Not long after this happened to me, I came across an article in a magazine entitled “The Book That Understands Me,” by Emile Cailliet, professor of philosophy at Princeton Theological Seminary.9 In his college days in France, Cailliet had been an agnostic. He graduated from university without having ever actually seen a Bible. Then he served in the army during World War I. “The inadequacy of my views on the human situation overwhelmed me,” he wrote. “What use . . . the philosophic banter of the seminar, when your own buddy—at the time speaking to you of his mother—dies standing in front of you, a bullet in his chest?”
Then a bullet got him as well, and he began recuperating during a long stay in a hospital. Reading literature and philosophy, he began strangely longing—“I must say it, however queer it may sound—for a book that would understand me.” Since he knew of no such book, he decided to prepare one for himself. He read widely, and whenever he found a brief passage that particularly struck him and “spoke to my condition,” he would carefully copy it down in a leather-bound pocket-size volume. As time went on and the number of quotations grew, he eagerly anticipated sitting down and reading it from cover to cover. He expected that “it would lead me as it were from fear and anguish, through a variety of intervening stages, to supreme utterances of release and jubilation.”
One day he went out to sit under a tree in his garden to read his precious anthology. As he did so, a growing disappointment came over him. Each quote reminded him of the circumstances in which he had chosen it, but things had changed. “Then I knew that the whole undertaking would not work, simply because it was of my own making.”

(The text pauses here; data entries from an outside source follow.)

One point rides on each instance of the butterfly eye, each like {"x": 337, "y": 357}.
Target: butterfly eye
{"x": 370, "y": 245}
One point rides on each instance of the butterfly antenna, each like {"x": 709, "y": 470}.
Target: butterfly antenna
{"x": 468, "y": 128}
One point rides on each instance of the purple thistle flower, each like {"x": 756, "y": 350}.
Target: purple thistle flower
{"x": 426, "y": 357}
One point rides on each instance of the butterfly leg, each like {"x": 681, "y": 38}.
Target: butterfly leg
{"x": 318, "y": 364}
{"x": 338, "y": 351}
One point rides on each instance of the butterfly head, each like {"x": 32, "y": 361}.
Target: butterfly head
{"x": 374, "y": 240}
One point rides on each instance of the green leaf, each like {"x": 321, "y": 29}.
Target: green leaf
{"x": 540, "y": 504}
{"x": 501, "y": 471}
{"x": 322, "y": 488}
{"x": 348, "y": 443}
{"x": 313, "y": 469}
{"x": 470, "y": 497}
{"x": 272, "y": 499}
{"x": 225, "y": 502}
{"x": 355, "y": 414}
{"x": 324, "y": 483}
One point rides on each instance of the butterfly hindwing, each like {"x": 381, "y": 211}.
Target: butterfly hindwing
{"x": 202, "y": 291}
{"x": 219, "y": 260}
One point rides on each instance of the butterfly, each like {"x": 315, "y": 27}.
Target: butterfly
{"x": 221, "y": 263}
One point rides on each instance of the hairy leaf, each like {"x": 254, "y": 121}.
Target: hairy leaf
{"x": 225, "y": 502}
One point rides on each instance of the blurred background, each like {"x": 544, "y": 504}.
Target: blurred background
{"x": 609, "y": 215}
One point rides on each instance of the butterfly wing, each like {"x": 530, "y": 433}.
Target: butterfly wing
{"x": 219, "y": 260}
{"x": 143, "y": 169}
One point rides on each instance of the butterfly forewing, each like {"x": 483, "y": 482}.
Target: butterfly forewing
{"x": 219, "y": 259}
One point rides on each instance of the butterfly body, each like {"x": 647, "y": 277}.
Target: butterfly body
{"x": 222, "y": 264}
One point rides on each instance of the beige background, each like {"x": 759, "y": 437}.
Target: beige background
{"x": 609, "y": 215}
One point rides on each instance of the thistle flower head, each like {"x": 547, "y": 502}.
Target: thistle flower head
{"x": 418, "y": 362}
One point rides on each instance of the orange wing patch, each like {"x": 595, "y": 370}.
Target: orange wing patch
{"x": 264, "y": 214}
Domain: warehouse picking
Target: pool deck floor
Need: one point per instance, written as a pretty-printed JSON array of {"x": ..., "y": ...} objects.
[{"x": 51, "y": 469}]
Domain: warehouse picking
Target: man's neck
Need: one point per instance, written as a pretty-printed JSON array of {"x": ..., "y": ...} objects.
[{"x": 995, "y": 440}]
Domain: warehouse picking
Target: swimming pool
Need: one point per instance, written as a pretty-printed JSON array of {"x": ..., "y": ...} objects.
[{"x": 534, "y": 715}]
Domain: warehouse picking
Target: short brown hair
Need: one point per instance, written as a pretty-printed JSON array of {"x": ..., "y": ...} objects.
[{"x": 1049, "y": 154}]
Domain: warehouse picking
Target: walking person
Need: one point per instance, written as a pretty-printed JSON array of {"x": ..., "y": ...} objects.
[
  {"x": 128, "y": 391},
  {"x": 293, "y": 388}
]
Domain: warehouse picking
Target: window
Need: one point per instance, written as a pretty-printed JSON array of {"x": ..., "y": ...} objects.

Almost at that very moment, his wife appeared after a walk with their child in a baby carriage. She had with her a Bible in French that she had received from a minister she had met on her walk. Cailliet took it and opened it to the Gospels. He continued to read deep into the night. The realization dawned on him: “Lo and behold, as I looked through them [the Gospels] the One who spoke and acted in them became alive to me. . . . This is the book that would understand me.”10
Reading that article, I realized that the same thing had happened to me. Though as a youth I had believed that the Bible was the Word of the Lord, I had not personally met the Lord of the Word. As I read the Gospels, he became real to me. Thirty years later I preached through the book of Mark at my church in New York City, in the hope that many others would likewise find Jesus in the accounts of the Gospels.
This book is inspired by those sermons, and it is offered with the same aspiration for the readers.